Mijn vader vertelde regelmatig over de oorlog, vooral op mijn verzoek of naar aanleiding van de bezoeken van Stook. Anekdotes, interessante geschiedenissen. Ik leerde als kind Curacao, Aruba, New York en Londen kennen door zijn ogen. De straten, de namen. De bijzondere pleinen zoals Trafalgar Square. Ook vertelde hij over Groenland en over de nomaden bij wie hij een periode doorbracht. Om de verhalen geschikt te maken voor zijn dochter, haalde hij de verschrikkingen eruit of gaf ze een vriendelijke wending. Ademloos luisterde ik naar de verhalen van overleven op zee. Maar ook naar de bijzondere wereld van sneeuw en ijs, hoe mensen daar konden overleven en hoe ze met de natuur omgingen. De natuur die ze beschouwden als een vriend, die ze met zorg behandelden en waarvan ze niet meer namen dan nodig was.
Mijn vader bracht mij naar de Eifel, naar Hürtgen Forest, waar een ongelooflijke strijd geleverd werd die de geallieerden door onkunde en mismanagement volledig verloren hebben en aan tienduizenden jonge soldaten het leven heeft gekost. Een slag die vakkundig is weggemoffeld in het Ardennenofensief, maar daar niets mee te maken heeft.

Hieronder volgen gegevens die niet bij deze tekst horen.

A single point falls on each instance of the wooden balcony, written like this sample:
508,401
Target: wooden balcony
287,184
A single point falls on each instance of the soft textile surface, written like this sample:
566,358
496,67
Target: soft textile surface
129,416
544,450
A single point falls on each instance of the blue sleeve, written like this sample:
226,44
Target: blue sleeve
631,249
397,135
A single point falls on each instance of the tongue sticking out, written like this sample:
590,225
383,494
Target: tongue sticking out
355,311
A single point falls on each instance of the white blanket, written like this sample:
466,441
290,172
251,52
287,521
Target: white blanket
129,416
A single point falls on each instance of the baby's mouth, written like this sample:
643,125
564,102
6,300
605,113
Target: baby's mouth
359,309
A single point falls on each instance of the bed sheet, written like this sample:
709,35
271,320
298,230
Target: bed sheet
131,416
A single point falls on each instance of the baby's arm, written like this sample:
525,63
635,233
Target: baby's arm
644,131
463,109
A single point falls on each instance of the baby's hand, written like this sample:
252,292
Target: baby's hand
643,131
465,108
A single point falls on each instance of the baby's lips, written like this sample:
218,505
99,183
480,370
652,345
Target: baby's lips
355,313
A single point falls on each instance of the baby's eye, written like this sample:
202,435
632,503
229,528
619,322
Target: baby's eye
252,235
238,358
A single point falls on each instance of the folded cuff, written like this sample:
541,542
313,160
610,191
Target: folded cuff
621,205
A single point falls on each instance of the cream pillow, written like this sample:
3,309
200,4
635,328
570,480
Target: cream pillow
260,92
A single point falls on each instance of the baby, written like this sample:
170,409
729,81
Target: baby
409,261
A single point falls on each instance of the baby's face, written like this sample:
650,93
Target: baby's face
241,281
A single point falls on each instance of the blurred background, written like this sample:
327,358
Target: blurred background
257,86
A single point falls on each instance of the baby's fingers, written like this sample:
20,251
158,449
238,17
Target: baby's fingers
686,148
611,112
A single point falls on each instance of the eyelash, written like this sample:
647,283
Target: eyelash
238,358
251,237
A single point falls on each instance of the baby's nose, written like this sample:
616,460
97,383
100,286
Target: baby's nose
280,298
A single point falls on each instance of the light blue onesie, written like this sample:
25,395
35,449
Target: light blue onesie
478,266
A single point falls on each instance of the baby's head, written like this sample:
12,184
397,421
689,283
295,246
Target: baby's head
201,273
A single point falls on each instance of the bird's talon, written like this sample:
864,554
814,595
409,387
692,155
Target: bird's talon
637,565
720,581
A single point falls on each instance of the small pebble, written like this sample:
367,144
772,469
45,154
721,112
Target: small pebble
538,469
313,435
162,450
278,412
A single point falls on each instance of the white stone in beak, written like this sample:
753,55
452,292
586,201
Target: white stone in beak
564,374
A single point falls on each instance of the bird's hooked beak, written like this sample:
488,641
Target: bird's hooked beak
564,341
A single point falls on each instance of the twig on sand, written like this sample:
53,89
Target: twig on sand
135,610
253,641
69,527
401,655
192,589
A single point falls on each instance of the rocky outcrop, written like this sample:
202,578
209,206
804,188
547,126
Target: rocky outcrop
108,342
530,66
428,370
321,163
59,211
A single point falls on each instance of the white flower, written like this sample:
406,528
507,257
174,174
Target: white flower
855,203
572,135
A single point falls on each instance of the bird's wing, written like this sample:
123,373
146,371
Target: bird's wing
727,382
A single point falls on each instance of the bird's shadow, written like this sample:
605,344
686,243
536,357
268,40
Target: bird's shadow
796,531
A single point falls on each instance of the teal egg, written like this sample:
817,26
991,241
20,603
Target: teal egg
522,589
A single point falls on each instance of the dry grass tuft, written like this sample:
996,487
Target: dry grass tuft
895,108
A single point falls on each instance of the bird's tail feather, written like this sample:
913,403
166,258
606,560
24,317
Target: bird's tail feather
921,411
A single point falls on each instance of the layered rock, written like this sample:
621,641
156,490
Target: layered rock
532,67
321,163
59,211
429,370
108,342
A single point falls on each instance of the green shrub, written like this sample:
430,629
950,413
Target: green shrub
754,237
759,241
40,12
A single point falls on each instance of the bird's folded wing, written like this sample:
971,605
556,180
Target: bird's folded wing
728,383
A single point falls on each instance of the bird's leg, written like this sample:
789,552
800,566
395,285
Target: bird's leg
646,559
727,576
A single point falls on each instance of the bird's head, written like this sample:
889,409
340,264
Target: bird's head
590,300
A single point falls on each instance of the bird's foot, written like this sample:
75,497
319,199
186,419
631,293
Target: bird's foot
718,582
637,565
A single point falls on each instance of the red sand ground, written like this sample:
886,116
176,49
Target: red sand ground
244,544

Hij opende mijn ogen voor veel zaken onder het motto: de wereld zit heel anders in elkaar dan jij denkt. In zijn ogen zag ik de verre blik, die ik zo typerend voor hem vond en waarvan ik pas later hoorde dat de geallieerden dat fenomeen ‘Old Men’s Eyes’ noemden.
In deze boeken volg ik zo goed mogelijk het spoor van zeven mariniers. Mannen die alles, hun leven en geestelijke gezondheid, inzetten voor de vrijheid, voor onze vrijheid. We kunnen hen nooit genoeg bedanken.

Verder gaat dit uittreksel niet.